Compared with the prior art, the invention has the beneficial effects that:

(1) the temperature inversion influence factors are determined, namely the temperature inversion accuracy index distribution method adopted by the invention is used for researching the temperature inversion theory of infrared remote sensing and based on the Planck's law and the atmospheric radiation transmission theory, so that the identification of the temperature inversion accuracy influence factors such as infrared detector noise, instrument calibration errors, atmospheric correction errors and the like is realized, and reference is provided for the attack and shutdown directions of satellite engineering development and ground matching system construction;

(2) establishing a temperature inversion error model, namely establishing corresponding error modules on the basis of identifying temperature inversion precision influencing factors, quantitatively analyzing the contributions of different modules to temperature inversion errors, establishing an error model system and laying a foundation for index distribution;

(3) the invention provides a direction for index control in the process of satellite engineering development by giving out different index constraints related to temperature inversion accuracy, and defines a technical path for improving the satellite inversion accuracy.

Drawings

FIG. 1 is a schematic diagram of the decomposition of temperature inversion accuracy errors of the present invention;

FIG. 2 is a block diagram of the system components of the present invention.

Detailed Description

The invention relates to an infrared remote sensing satellite temperature inversion accuracy index distribution system and a method, which mainly comprise the following three parts:

firstly, establishing a radiation transmission model according to an infrared remote sensing radiation transmission principle, and further identifying influence factors of temperature inversion accuracy;

according to the Planck's law and the atmospheric thermal infrared radiation transmission equation, the influence factors of the entrance pupil radiance measurement error of the infrared remote sensing satellite sensor are decomposed into factors such as the entrance pupil radiance measurement error, the emissivity error and the atmospheric correction error of the satellite sensor. Wherein, the sensor entrance pupil radiance measurement error can be decomposed into factors such as thermal infrared sensor measurement error, thermal infrared camera calibration error, channel response error.

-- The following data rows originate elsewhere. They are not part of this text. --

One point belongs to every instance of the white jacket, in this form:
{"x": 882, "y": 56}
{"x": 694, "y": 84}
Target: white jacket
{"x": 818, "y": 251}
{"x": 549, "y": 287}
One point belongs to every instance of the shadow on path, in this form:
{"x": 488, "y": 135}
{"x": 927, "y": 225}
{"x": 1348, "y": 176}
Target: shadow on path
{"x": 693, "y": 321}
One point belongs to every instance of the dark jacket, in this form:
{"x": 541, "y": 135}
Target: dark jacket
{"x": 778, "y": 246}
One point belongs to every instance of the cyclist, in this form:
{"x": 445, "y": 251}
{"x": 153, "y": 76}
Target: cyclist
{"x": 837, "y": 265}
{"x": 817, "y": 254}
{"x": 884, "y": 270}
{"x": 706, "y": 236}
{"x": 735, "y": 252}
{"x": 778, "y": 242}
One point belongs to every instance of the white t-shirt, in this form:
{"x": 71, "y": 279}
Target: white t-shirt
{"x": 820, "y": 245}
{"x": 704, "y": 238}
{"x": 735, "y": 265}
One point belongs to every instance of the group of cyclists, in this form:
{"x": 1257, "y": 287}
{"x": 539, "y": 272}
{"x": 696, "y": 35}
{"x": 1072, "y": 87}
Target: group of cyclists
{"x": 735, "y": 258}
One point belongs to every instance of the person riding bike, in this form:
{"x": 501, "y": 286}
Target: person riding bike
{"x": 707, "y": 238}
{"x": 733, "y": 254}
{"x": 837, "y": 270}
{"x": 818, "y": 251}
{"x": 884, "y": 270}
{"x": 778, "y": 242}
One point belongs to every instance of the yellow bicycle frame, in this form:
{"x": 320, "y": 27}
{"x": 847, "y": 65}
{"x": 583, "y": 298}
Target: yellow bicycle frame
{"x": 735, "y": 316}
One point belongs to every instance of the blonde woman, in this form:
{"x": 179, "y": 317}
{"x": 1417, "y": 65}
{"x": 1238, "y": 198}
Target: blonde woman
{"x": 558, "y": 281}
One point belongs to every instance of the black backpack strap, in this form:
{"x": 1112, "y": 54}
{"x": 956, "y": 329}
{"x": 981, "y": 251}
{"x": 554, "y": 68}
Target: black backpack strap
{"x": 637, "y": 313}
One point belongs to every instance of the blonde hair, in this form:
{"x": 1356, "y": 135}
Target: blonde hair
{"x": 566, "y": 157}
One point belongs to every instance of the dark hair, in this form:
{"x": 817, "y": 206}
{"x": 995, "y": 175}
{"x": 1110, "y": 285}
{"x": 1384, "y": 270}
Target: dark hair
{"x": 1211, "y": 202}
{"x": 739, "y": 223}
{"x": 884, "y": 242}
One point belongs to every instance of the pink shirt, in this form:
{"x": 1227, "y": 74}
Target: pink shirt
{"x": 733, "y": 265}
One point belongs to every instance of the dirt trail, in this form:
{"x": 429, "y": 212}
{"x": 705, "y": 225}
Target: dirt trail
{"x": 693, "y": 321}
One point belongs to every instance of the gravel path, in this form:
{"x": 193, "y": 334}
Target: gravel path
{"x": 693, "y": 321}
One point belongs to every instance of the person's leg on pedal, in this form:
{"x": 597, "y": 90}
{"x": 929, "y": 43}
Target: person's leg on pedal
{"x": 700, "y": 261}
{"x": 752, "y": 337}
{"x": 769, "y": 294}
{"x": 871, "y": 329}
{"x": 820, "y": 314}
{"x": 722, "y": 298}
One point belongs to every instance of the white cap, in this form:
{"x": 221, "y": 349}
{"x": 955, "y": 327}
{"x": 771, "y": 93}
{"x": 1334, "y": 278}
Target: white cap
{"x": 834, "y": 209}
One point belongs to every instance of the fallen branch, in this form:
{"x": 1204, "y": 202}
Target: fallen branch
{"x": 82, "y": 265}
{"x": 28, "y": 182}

Secondly, establishing a corresponding module according to the action principle of different influence factors, quantitatively analyzing the contribution of the corresponding module to the temperature inversion error, and establishing a temperature inversion error model;

and (3) aiming at different error influence factors obtained by decomposition, deducing a formula for influencing the temperature inversion accuracy according to a theoretical model and an error action principle of the influence factors, further establishing corresponding influence factor modules, and obtaining a quantitative result of each module influencing the temperature inversion accuracy under certain assumed conditions. For the measurement error of the sensor, a Noise Equivalent Temperature Difference (NETD) is adopted for representing, and a corresponding temperature inversion error is calculated according to the size of the sensor NETD; for the calibration error, because the action mechanism is similar to NETD, the corresponding temperature inversion error can be calculated by adopting the same method; for the channel response error, estimating a corresponding temperature inversion error according to the actual spectral response of the camera; for errors such as surface emissivity, atmospheric correction, inversion algorithm and the like, methods such as a table lookup method, a priori knowledge method and the like are comprehensively used for estimating the error magnitude, and then corresponding temperature inversion errors are calculated. And finally, establishing a temperature inversion error model system according to the contributions of different modules to the temperature inversion error.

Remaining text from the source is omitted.